How Do Home Electric Heaters Work
The answer is resistance. Actually, electric heaters take the use of resistance to work through. Under applied voltages, electrical current is driven to flow through the heater’s heating element. And then electrical resistance happens at the heating element that heats up finally. Of course, electric heaters require an electrical circuit of 120v or 240v and this depends on the size of the heater you have and the size of the room you need to heat.
Electrical heaters work by radiant or convection heat. By using the natural law, convection heat can make hot air rise and it relies on natural convection to move the hot air around the room to warm the room. However, radiant or infrared heaters works differently. It doesn’t heat the air but heats objects directly. You may know that infrared has an obvious diffraction effect, so it can bypass the air and directly work on large objects.
This is very important, because this determines where your electric heater can be located. If you have a convection heater, the ideal location is near the floor level. This is because it will heat the cold air near the floor. However, a radiant heater can be located at the ceiling or floor level, because it directly heats objects like the floor, tub or room occupants, etc.
On the market, there are several types of electric heaters, including:
- Wall heaters
- Baseboard heaters
- Toe-kick heaters
- Cove or panel heaters
And we will discuss them one by one in the following.
Electric Wall Heaters
Wall heaters can be used as supplemental heat in smaller rooms. For example, a bath room really needs a wall heater in cold seasons. Most of them are a convection heater and they are installed in the wall cavity, becoming one part of your wall. Therefore, they will not stick out, saving much space for you. Some of them can be radiant heaters that use electric coils to heat up and back panel to reflect heat to the room. Most of them are self-contained and include built-in thermostats.

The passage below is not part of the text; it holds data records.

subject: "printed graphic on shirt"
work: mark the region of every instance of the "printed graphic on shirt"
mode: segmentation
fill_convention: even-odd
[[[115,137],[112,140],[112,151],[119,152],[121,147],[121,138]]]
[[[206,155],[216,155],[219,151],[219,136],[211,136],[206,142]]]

Of course, it is not allowed to install them in exterior walls, because they are not compatible with exterior insulation and you will also encounter the condensation problems because the hot metal in a cold exterior wall tends to condense easily.
Electric Baseboard Heaters
Electric baseboard heaters are similar to hydroponic baseboard heaters, but the difference is that they use electric heating coils for convection heating. And they don’t use any motorized method to convect heat. Because they don’t have room for motorized cooling, they only take the use of mother nature to move hot air. Because of convection, hot air rise and cold air is drawn to the bottom to be warmed by its heating elements. Cool or cold air is drawn into its bottom slots and the warm air is released from its top slots. Generally, they are placed beneath windows, because this can counter heat loss through the window glass. Most models offer an integrated thermostat control, while others may come with a remote line voltage thermostat to control the heater. To make it perform better, the unit should be kept clear of drapes and there is no furniture in front of them.
Electric Toe-kick Heaters
Electric toe-kick heaters are designed for limited space applications because of their low profile. Because of their 3.5″ bodies, they can fit in a 4″ toe space under vanities and cabinets. And they can use a fan to distribute warm air thanks to their proportions. You can use them as a supplemental heat source for best performance. A built-in thermostat or a remote line voltage thermostat may be included. Therefore, you can choose your desired type of thermostats.
Electric Cove Heaters
If you prefer to the maximum comfort an electric heater can offer, you can choose an electric cover heater which uses direct radiant (infrared) heat. Because infrared (radiant) heat only warm objects, tub, your tile work and you rather than the air, you will receive maximum comfort. You can place a cover heater anywhere you like, like below the ceiling or on the wall, making it convenient to use.